The Middle of the Road: A Novel
Part 25
Yet never once in any company did any German, man or woman, acknowledge the guilt of Germany in having started the war. Russia had “moved first.” England had hemmed in Germany. The German people had been ringed round by enemies. And in spite of all those enemies, the German armies had never been defeated. It was the home front that had broken down, by sheer starvation.
Never defeated! Bertram challenged that belief, with some violence, at one of Dorothy’s afternoon “at homes.”
Among the ladies were several ex-officers, two Generals of Rupprecht’s Army, so long opposite the British, in Flanders.

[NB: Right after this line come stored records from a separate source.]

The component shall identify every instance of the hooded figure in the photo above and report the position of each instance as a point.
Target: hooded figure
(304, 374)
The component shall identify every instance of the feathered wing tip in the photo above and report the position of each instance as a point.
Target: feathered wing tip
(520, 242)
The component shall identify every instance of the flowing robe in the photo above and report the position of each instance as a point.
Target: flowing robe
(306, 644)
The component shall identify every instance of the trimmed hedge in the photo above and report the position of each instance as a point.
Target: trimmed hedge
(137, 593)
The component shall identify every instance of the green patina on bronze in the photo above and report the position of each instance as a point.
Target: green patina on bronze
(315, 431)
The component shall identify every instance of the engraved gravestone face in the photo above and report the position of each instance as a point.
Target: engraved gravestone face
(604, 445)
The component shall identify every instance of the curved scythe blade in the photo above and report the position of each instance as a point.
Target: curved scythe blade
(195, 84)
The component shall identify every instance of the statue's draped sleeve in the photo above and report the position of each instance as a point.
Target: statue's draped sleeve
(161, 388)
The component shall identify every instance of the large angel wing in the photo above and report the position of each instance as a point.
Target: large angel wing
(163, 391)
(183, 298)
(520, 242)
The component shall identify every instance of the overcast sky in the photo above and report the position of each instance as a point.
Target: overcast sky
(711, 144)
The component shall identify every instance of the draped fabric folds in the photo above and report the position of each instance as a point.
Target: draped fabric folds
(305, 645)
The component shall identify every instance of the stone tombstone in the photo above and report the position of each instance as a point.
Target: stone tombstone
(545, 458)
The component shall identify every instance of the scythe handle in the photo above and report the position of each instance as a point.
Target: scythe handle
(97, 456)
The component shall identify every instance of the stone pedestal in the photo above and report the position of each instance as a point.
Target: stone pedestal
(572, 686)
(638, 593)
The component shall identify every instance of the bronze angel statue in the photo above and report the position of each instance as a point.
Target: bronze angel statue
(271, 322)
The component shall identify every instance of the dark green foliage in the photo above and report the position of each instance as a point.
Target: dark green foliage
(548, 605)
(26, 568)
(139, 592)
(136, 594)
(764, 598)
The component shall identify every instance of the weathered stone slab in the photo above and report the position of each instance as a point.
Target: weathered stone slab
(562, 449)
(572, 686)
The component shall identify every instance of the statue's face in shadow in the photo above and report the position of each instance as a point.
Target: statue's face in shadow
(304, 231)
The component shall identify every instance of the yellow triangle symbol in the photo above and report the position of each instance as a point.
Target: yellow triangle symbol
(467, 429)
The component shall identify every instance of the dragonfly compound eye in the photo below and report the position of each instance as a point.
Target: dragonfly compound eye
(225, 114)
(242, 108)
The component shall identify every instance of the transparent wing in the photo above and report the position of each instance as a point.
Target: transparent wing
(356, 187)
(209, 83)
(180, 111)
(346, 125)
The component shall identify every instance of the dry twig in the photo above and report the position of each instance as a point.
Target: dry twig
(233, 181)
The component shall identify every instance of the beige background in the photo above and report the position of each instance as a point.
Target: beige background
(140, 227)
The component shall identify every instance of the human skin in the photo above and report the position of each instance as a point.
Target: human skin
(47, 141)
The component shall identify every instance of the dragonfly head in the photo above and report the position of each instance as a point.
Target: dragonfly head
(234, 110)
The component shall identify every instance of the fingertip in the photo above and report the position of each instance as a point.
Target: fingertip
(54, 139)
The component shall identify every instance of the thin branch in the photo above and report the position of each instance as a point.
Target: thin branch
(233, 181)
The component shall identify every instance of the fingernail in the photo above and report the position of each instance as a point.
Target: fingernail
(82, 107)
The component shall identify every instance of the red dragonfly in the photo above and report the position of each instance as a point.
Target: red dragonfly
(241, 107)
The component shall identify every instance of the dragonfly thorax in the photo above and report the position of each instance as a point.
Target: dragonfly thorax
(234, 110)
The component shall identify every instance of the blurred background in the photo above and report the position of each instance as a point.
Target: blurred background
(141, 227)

It was General von Althof who made the statement, with simple sincerity.
“_Gott sei dank!_ Our brave Armies were never defeated, from first to last.”

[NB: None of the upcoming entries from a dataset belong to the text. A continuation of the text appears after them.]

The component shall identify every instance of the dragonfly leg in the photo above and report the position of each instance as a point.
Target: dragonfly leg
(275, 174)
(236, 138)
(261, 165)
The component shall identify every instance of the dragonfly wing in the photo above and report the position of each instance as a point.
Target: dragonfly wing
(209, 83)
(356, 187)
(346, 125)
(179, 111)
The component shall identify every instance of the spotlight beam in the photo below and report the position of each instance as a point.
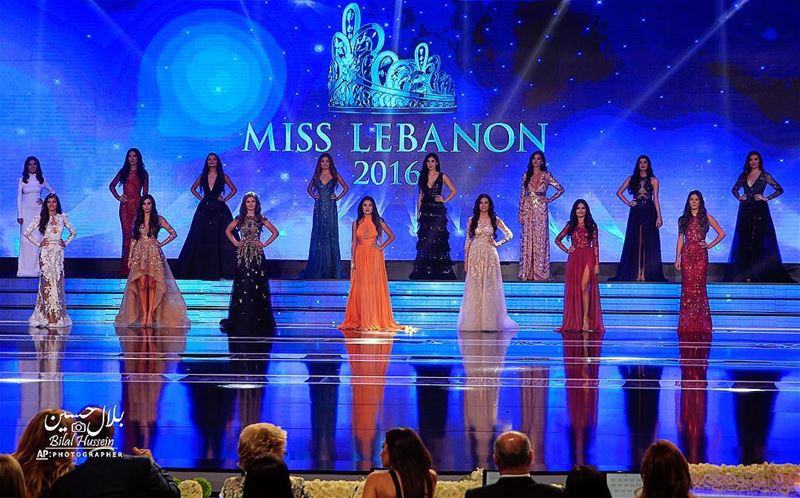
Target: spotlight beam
(528, 69)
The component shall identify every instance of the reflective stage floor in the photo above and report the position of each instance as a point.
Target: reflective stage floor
(728, 397)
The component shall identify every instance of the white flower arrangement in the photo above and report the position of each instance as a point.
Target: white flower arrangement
(767, 478)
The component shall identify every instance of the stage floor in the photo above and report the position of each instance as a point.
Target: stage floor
(731, 397)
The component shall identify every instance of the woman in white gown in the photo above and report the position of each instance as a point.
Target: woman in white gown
(484, 305)
(51, 305)
(29, 203)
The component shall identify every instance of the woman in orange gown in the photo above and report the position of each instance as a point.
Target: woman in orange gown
(369, 306)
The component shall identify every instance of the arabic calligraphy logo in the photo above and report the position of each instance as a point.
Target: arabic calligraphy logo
(89, 429)
(363, 77)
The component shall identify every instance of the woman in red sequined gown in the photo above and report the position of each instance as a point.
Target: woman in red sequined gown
(581, 290)
(135, 184)
(691, 259)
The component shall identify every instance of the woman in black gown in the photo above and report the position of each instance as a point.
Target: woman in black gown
(433, 246)
(250, 310)
(206, 253)
(755, 255)
(641, 252)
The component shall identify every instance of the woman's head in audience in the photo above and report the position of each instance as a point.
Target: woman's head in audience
(665, 472)
(259, 440)
(40, 474)
(584, 481)
(404, 452)
(267, 476)
(12, 480)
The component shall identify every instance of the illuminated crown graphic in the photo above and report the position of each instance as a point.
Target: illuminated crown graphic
(364, 78)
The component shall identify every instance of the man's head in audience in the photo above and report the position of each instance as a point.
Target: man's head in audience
(513, 453)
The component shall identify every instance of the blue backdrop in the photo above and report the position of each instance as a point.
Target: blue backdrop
(695, 85)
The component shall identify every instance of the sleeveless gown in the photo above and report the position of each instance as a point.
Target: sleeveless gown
(534, 250)
(755, 255)
(433, 239)
(369, 305)
(642, 247)
(250, 310)
(582, 257)
(324, 259)
(147, 259)
(695, 315)
(207, 254)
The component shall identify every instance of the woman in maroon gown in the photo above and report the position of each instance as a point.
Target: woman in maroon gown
(581, 291)
(135, 184)
(691, 259)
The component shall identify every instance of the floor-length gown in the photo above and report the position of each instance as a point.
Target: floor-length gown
(369, 306)
(147, 259)
(51, 304)
(484, 304)
(132, 189)
(642, 247)
(582, 258)
(207, 254)
(695, 315)
(755, 255)
(250, 310)
(324, 259)
(28, 207)
(433, 239)
(534, 247)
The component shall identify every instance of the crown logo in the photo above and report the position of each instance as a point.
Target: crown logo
(364, 78)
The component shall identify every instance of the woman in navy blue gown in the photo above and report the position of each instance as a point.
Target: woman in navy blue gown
(324, 259)
(641, 252)
(755, 255)
(206, 253)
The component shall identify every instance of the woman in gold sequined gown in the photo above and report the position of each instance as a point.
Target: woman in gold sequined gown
(534, 248)
(250, 310)
(151, 295)
(51, 306)
(484, 304)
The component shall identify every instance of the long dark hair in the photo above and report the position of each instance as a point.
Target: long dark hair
(26, 174)
(44, 214)
(529, 173)
(204, 175)
(376, 218)
(686, 217)
(332, 170)
(747, 161)
(633, 185)
(588, 221)
(423, 174)
(476, 213)
(125, 170)
(243, 209)
(153, 226)
(409, 457)
(665, 472)
(267, 475)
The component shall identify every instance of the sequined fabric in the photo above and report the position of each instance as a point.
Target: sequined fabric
(534, 251)
(250, 309)
(147, 260)
(484, 304)
(51, 305)
(324, 258)
(132, 190)
(695, 315)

“That surprises me,” said Bertram, with an ironical smile; “I always thought the German Armies were broken to bits. First on the Marne, in July ’18. Afterwards like brown paper on August 8th. They could never hold a line again. When the end came they’d lost hundreds of thousands of prisoners, thousands of guns, and the whole war-machine was destroyed. Otherwise there was no need to sign the Armistice, the greatest surrender of any nation in the history of the world, surely?”
It was not a courteous way of speech; not kind. But Bertram was becoming rather tired of this calm forgetfulness of what had happened in history, and he disliked the type represented by General von Althof, one of those hard, bald-headed Prussians, with a mind as narrow as a Brazil nut.
Von Althof became red about the gills, and then very pale.
“Doubtless, as a young regimental officer, you regard local successes as great victories. That is a common error, not difficult to understand. As a General of the German High Command, I repeat, sir, that our glorious Armies were never defeated in the field of battle. The Armistice was forced upon us by revolution at home, and the broken _morale_ of a hungry people.”
“There can be no argument about it,” said one of the younger officers. “It is an accepted fact.”
Bertram made a considerable argument about it, until checked by Dorothy, who was visibly distressed.
General von Althof departed with suppressed rage, after a stiff bow to Bertram, and the other officers took their leave later, so that only a few ladies remained.
One of them was the Fräulein von Wegener, a pretty blonde, who seemed to be Dorothy’s greatest friend.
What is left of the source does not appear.